So I’m a terribly bad maman and disregarded the blog at a very crucial moment. For some reason, I just couldn’t muster up the strength to write, maybe because there was too much to sort out, or maybe because I have this horrible head cold. Either way, I’m sorry. And I can’t wait to get better.
I still don’t quite know what to write about everything so far. I really just need to let things settle. The children are adorable, Jeanne is going to be a heartbreaker, I can already tell. Gaspard is so thinky, that sometimes I think we’re really alike, until I pull on his diaper before bed. Although I’ve often considered the convenience of such an arrangement….
I live in this small hallway on the top floor of the building with maybe 5 or 6 other rooms. I know for sure there at least one live creature up there because I hear jingling keys and see a sliver of light when I sneak off to the bathroom, but I haven’t mustered up the courage to say hi. All in due time, I say. Unless they move. Hmmm.
Lots of things scare me. Like pigeons with their beady red eyes, and flying, and really pretty girls and really pretty boys, and fluorescent lights. These are healthy fears; they help govern my life. Like I will probably never get bitten while feeding some dirty bird, and being afraid of flying makes the process of travelling less mundane, more like an adventure.
But I have this crippling fear of separation. When I had my first boyfriend in high school, we would talk on the phone every night, until we ran out of things to say, and then we would sit in silence, sometimes for hours. I would almost always fall asleep this way, incapable of saying goodbye. When it came time to break up with him, it took me months to say the words. It sounds silly and cute now, but I feel like I’m fighting to not be that weak little girl all the time. It’s still a little triumph for me to be the first person to get off the phone, although it always comes with a little discomfort and some guilt. I pretend not to get a little weepy at the end of a week when I finish dogsitting. And this summer, I don’t know what happened, but it’s like I spent the first part of it being so okay with everything, laughing and making jokes out of my problems, that I’ve spent the past few weeks crumbling under their weight. When I left the girls last weekend, it felt a little bit like the world was ending. It feels like that every time I drive away from people I really like. Maybe underneath always being slightly cynical, I’m really this incredibly romantic child, feeling like the whole world is hanging on the ledge of some cliff, and I have the power to save it – like the things I do make a real big difference. Maybe it’s because there’s just been a lot of leaving in my life, like being left by my mother, and then having to leave the country I grew up in, and all of my friends, and my family. And then leaving the little foundation I built here to go to boarding school, and then to college. Now I’m leaving for Paris and I’m completely unprepared. Funny how we’re all made up of all these contradictions, like there’s this almost uncontrollable urge within me to move, to change scenery, yet I’m also so completely paralyzed by the fear of leaving people I love, cus it feels like I’ve slowly and lovingly built this basis of support, just to chuck it out the window as it begins to feel the least bit sturdy.

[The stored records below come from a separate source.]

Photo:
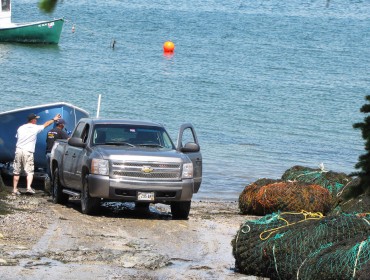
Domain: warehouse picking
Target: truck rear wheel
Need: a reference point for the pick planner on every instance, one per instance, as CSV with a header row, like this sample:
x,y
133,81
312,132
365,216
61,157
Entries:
x,y
89,205
180,209
57,190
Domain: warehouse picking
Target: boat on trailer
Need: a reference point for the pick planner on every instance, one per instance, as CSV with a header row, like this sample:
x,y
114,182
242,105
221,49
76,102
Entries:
x,y
40,32
11,120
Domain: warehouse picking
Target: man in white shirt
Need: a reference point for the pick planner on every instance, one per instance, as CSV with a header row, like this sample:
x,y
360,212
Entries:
x,y
25,148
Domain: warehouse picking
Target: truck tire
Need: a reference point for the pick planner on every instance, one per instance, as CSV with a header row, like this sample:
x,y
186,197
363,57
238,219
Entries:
x,y
89,205
57,190
180,209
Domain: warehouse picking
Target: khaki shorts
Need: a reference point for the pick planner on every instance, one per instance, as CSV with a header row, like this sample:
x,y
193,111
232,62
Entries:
x,y
23,160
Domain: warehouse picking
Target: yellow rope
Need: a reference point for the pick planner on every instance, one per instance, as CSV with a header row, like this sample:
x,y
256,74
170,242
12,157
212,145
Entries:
x,y
307,216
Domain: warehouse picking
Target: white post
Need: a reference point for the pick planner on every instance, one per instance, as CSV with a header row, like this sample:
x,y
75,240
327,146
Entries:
x,y
98,110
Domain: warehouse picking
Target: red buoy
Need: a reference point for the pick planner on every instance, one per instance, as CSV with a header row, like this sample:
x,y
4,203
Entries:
x,y
168,47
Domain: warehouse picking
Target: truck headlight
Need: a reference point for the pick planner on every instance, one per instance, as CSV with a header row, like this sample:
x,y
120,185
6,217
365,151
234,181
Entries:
x,y
187,170
100,166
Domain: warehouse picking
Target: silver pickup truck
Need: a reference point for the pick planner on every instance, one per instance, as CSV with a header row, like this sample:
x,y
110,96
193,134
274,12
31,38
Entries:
x,y
130,161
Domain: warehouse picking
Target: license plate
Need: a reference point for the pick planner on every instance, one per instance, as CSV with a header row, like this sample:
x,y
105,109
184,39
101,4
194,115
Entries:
x,y
145,196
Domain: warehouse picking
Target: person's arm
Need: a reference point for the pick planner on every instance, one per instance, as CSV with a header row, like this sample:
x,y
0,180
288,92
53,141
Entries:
x,y
57,117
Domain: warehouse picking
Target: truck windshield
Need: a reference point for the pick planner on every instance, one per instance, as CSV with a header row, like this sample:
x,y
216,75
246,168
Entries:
x,y
129,135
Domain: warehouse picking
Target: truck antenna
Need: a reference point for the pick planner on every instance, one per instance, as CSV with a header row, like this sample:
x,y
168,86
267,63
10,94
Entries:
x,y
98,110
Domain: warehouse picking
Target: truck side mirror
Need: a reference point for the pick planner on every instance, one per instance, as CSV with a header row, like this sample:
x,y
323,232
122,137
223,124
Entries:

And practical things scare me. Like looking for a new laptop, or emailing course listings to my advisor, or packing, or exchanging money. I know I’m completely capable of doing these things, but am really afraid of having to deparalyze myself, and eventually leaving, and becoming someone I don’t recognize. Being afraid comes easy, because my bed is so comfortable, and Nerds always lets me cry on him. But I think I’m going to try to grow up a little.
I have no idea who I’m linking pinkies with in this picture. I found it on my camera, and I remember taking it, thinking it would be cute. It is cute, but it’s also been torturing me for some time now. Different factors rule out different people, like, the hand+the ring mean it totally could be Lauren, but she doesn’t own shoes like that, nor would she wear her pants that way. Totally looks like something Andrew would wear, but the time period logically rules him out. Not Kathleen, Melissa or Jessica, also because of the fashion choices, although they were my main victims during spring break, when I was especially keen on pinky-ing.
So, if you see this pinky, will you let me know? I’d like to meet them.